Carbon Capture: A Coalition Win
On Tuesday, May 19, after nearly five hours of testimony, the House Natural Resources Committee rejected or involuntarily deferred a package of bills that would have replaced Louisiana’s consistent statewide CCS framework with a patchwork of parish-by-parish regulations and other restrictions. Bills defeated include HB 5 by Speaker Pro Tempore Mike Johnson (R-Pineville), which would have allowed parish governing authorities or local voters to block carbon capture projects, along with HB 6, HB 494, HB 497, HB 498, HB 501, and HB 504, companion bills that would have removed state authority over CCS permitting in favor of local options for Rapides, St. Helena, Vernon, Beauregard, Allen, and Sabine parishes.
The economic case carried the day. Louisiana Department of Conservation and Energy Secretary Dustin Davidson cautioned the committee that fragmenting Louisiana’s regulatory framework could prompt the EPA to reconsider the state’s regulatory primacy over Class VI injection wells, a designation Louisiana secured in early 2024 following a two-year application process.

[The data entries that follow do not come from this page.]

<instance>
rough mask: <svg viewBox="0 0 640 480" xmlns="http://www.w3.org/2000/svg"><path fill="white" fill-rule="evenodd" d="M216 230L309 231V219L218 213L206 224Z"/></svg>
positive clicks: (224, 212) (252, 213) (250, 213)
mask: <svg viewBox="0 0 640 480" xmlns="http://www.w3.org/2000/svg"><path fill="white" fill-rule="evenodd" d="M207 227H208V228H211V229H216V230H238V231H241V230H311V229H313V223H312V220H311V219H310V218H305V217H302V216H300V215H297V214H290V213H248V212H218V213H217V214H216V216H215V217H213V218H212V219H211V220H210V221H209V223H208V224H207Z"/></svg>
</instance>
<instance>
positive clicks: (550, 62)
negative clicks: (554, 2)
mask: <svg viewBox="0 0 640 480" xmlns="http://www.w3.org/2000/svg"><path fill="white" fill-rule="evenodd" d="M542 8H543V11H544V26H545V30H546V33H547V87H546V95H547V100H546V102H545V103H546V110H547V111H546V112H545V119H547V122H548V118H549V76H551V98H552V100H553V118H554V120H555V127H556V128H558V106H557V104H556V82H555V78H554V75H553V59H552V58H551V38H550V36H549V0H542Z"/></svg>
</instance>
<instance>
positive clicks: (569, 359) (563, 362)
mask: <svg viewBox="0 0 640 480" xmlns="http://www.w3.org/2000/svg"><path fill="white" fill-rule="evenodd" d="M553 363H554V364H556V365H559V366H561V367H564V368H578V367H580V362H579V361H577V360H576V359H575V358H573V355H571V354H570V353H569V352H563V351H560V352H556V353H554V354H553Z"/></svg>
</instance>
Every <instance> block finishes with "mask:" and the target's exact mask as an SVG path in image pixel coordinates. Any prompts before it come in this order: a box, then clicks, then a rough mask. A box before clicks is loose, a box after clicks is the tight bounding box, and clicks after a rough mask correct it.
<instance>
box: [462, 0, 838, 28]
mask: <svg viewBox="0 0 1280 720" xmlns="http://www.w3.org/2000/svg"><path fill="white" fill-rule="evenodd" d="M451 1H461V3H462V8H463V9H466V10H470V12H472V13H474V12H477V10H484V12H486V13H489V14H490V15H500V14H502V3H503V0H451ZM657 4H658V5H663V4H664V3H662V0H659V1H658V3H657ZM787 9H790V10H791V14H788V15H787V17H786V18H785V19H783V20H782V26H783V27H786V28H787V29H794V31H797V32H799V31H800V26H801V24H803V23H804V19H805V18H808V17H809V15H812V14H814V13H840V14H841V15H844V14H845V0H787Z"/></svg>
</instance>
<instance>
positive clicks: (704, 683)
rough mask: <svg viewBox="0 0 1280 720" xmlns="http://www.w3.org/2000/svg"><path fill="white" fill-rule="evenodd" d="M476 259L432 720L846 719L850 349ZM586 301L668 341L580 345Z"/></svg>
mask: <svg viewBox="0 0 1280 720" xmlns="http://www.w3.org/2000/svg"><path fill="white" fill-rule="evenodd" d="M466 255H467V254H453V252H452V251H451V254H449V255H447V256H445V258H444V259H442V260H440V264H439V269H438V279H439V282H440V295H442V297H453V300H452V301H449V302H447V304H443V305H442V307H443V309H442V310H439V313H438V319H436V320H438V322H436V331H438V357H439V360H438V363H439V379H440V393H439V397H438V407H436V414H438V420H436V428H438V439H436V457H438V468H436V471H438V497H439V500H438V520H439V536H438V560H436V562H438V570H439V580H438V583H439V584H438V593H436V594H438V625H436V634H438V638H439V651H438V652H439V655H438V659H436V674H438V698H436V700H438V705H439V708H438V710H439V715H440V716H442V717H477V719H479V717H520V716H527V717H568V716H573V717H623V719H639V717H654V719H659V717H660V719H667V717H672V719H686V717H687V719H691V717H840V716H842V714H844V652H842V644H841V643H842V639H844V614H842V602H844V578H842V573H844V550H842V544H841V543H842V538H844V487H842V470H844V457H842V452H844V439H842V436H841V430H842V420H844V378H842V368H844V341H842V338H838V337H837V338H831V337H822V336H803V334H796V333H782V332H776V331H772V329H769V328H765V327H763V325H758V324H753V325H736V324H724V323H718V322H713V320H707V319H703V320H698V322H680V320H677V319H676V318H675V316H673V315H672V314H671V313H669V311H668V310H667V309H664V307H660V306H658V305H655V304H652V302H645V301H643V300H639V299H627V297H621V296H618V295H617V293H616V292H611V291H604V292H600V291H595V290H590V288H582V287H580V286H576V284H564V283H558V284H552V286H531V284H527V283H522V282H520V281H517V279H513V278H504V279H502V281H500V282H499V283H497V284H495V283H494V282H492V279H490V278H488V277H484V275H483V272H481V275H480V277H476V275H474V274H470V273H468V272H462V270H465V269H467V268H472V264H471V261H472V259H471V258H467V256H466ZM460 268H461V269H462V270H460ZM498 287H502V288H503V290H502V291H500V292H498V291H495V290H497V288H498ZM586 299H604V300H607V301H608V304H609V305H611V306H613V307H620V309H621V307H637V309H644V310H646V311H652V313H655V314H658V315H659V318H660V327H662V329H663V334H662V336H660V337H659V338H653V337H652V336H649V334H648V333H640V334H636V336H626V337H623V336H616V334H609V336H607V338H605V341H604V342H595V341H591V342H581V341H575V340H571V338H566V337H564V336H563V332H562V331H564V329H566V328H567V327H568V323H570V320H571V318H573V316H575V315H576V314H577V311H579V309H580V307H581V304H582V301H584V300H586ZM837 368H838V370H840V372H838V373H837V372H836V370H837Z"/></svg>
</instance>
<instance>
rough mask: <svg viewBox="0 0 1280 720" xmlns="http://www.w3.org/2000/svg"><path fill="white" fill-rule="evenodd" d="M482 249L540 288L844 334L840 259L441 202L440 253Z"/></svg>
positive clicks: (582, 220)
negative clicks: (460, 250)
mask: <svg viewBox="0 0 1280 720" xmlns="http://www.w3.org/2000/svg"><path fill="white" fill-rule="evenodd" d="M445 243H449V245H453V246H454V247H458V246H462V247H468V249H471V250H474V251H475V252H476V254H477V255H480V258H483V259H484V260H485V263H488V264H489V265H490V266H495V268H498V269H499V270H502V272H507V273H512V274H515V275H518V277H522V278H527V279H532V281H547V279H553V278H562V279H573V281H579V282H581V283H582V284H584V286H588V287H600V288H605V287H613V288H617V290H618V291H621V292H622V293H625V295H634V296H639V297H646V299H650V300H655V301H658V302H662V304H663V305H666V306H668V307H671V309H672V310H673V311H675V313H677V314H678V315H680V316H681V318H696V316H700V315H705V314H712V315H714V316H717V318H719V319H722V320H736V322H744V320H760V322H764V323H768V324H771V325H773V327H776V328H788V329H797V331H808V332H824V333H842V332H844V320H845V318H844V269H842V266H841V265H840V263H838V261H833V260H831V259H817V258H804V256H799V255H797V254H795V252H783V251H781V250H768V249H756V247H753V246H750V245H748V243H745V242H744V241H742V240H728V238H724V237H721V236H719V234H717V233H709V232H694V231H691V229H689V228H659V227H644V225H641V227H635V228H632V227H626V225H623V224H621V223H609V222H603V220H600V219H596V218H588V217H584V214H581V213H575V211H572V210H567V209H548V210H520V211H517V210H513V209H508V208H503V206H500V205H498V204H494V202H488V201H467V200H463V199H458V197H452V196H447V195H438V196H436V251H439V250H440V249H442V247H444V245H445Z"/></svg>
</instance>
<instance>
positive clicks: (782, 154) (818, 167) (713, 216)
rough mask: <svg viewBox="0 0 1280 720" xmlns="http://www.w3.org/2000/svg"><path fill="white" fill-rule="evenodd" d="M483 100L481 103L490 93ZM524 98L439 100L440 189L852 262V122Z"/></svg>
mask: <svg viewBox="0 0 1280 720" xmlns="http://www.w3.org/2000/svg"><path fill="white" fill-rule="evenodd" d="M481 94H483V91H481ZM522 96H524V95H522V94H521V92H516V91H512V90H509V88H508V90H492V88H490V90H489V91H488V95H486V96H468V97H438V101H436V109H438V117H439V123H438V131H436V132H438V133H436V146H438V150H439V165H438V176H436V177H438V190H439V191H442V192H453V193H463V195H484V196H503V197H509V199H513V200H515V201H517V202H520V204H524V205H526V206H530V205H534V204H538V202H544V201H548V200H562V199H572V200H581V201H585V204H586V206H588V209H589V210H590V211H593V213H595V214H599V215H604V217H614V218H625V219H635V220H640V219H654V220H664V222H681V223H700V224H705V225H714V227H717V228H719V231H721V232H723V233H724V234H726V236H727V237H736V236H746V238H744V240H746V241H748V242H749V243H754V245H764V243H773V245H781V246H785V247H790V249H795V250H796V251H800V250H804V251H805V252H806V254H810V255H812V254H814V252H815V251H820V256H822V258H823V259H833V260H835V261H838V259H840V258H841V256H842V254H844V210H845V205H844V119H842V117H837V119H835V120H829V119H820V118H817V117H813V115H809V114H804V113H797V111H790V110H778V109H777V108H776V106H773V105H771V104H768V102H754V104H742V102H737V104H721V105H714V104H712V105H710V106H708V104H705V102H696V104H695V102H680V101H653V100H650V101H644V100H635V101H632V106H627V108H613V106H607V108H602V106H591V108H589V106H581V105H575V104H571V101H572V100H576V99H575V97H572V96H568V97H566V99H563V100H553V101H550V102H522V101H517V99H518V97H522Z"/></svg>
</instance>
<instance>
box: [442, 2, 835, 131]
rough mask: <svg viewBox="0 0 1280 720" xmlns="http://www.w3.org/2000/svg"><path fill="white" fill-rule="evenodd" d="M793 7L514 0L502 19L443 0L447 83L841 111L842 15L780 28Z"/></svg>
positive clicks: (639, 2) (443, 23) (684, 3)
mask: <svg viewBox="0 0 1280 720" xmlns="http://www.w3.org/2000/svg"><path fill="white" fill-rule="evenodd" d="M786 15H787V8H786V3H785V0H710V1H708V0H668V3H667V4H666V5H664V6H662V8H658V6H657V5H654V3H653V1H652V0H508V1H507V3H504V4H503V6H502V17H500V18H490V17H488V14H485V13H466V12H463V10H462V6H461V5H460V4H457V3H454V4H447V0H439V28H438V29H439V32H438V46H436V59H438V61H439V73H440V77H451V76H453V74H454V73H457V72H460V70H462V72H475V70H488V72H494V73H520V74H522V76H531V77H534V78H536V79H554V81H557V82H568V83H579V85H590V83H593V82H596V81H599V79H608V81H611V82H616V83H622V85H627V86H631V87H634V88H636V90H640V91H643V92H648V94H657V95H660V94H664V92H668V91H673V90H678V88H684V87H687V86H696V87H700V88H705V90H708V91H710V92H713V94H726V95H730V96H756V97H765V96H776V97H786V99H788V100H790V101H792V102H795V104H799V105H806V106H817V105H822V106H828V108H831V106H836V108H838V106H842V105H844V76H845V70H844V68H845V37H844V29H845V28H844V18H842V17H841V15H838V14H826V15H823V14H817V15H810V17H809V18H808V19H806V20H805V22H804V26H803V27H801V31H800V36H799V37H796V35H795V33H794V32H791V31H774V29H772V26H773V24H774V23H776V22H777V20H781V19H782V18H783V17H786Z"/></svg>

Davidson noted that companies considering Louisiana for major energy investment “want certainty. They want to know what the timeline looks like, and it’s very possible they’ll just go to Texas or North Dakota.”
Louisiana Chemical Association President David Cresson made the same point from the industry side: “If Louisiana creates a system where projects can be approved in one parish, prohibited in another and potentially reversed through shifting local politics, companies will view that as instability. And when that happens, capital moves elsewhere.”
The vote was a meaningful win for Louisiana’s energy economy. We thank the broad coalition of business and industry partners, including LABI, the Louisiana Chemical Association, LOGA, LMOGA, and others, that has carried this fight throughout session.
Climate Liability: The Louisiana Energy Protection Act
The case for stability extends to Louisiana’s legal environment as well. HB 804 by Rep. Brett Geymann (R-Lake Charles), the Louisiana Energy Protection Act, is pending final passage in the Senate after passing the House in an 83-17 bipartisan vote and clearing the Senate Natural Resources Committee this week. The bill establishes legal guardrails to prevent Louisiana from becoming the next venue for climate liability litigation, part of a national trend in which more than 30 cases have been filed against energy companies, seeking billions of dollars in damages tied to alleged climate impacts. As amended by the Senate Natural Resources Committee, the bill exempts any lawsuits for damages filed on or before its effective date.
The implications of these lawsuits would extend well beyond oil and gas companies alone. Manufacturers, farmers, truckers, chemical facilities, and many other Louisiana employers could ultimately face higher costs and stalled investment if this litigation trend takes root in Louisiana courts.
Permitting Authority: HB 595
The same principle is at the heart of HB 595 by Rep. Jacob Landry (R-Erath), which was reported favorably out of the Senate Natural Resources Committee yesterday and now heads to the Senate floor. The bill responds to delays in local permitting that have stalled state-permitted natural resource activity. Rep. Landry told the committee that operators have been waiting 60 to 75 days for responses on local road permits needed to support state-permitted operations. HB 595 establishes a 30-day “deemed approved” rule for those applications, ensuring that local inaction cannot indefinitely delay activity the state has already authorized. For companies making long-term investment decisions across Louisiana’s energy economy, predictable timelines at every level of permitting are part of the same regulatory certainty principle.
The Through-Line
Across all three issues, the message is the same. An all-of-the-above energy strategy requires a stable, investment-ready environment. Louisiana has been deliberate about positioning itself to compete for major energy investment, and protecting that position requires consistent attention to the legislation and litigation that could undermine it.
With one week remaining before sine die, One Acadiana will continue to engage with our statewide partners as these issues evolve.